- Ganganagar, Bengaluru Location within Bengaluru
- Coordinates: 13°01′16″N 77°35′17″E﻿ / ﻿13.021°N 77.588°E
- Country: India
- State: Karnataka
- Metro: Bengaluru

Languages
- • Official: Kannada
- Time zone: UTC+5:30 (IST)
- PIN: 560032

= Ganganagar, Bengaluru =

Neighbourhood in Bengaluru urban, Karnataka, India 560032

Ganganagar is one of the neighbourhoods of Bengaluru. It is in the north of Bengaluru and is on the east of NH-7 before Hebbal. Ganganagar is primarily a residential area and busy shopping area. Parachute Regiment School, Embassy, HMT Ltd run their business here.

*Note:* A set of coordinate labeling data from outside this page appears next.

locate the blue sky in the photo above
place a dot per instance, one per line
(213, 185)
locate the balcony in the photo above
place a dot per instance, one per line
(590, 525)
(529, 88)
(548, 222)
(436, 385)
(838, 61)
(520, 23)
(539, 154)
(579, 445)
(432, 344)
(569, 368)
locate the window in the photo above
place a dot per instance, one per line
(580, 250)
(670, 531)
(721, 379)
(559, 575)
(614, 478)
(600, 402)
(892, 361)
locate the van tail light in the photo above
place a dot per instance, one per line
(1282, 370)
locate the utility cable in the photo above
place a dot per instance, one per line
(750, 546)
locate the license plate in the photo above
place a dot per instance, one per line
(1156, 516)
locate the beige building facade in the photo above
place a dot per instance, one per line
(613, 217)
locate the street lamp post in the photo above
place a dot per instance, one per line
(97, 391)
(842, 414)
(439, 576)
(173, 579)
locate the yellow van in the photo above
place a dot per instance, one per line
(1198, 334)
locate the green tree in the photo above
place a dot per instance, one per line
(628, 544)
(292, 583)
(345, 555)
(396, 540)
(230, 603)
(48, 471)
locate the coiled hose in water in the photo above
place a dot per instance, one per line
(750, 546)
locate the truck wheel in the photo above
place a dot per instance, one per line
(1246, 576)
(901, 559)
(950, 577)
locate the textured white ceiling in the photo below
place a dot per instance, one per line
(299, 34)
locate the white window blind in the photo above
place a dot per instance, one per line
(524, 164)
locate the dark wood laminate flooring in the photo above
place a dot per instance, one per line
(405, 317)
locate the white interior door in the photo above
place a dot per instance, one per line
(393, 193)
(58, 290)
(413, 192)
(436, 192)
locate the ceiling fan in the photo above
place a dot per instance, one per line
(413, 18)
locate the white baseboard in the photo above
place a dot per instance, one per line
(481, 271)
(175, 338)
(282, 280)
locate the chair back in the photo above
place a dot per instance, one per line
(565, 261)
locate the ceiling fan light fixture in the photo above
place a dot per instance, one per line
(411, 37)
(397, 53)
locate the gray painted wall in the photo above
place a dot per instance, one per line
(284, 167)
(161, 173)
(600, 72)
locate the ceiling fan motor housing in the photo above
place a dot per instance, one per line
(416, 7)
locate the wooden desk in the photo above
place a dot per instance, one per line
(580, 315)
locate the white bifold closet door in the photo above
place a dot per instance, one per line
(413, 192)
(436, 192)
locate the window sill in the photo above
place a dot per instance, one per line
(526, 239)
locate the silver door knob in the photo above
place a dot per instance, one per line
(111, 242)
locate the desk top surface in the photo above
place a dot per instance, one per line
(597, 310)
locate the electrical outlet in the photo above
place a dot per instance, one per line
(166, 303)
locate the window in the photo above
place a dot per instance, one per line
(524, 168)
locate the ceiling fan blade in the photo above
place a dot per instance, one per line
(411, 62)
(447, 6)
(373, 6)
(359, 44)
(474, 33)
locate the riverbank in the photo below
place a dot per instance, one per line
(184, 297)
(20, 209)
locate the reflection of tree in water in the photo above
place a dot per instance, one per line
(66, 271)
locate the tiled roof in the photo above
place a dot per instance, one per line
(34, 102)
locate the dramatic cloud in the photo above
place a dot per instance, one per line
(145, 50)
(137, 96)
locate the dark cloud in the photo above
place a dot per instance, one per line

Ganganagar is adjacent to R. T. Nagar and sees much activity as it lies on the route to the new International Airport in Bengaluru. A couple of fly-overs are there at some busy junctions (like Sanjaynagar and CBI). The rentals have shot up in Ganganagar recently as this has become a strategic real estate location. A lot of development is happening on the Bellary Road. A five-star hotel complex is slated to be built in the erstwhile Binny Mills compound. Ganganagar has a huge market area always bustling with activity. It also has four schools, they are GPS High School, Urdu medium government school, Kannada medium government school and Vaani English medium school.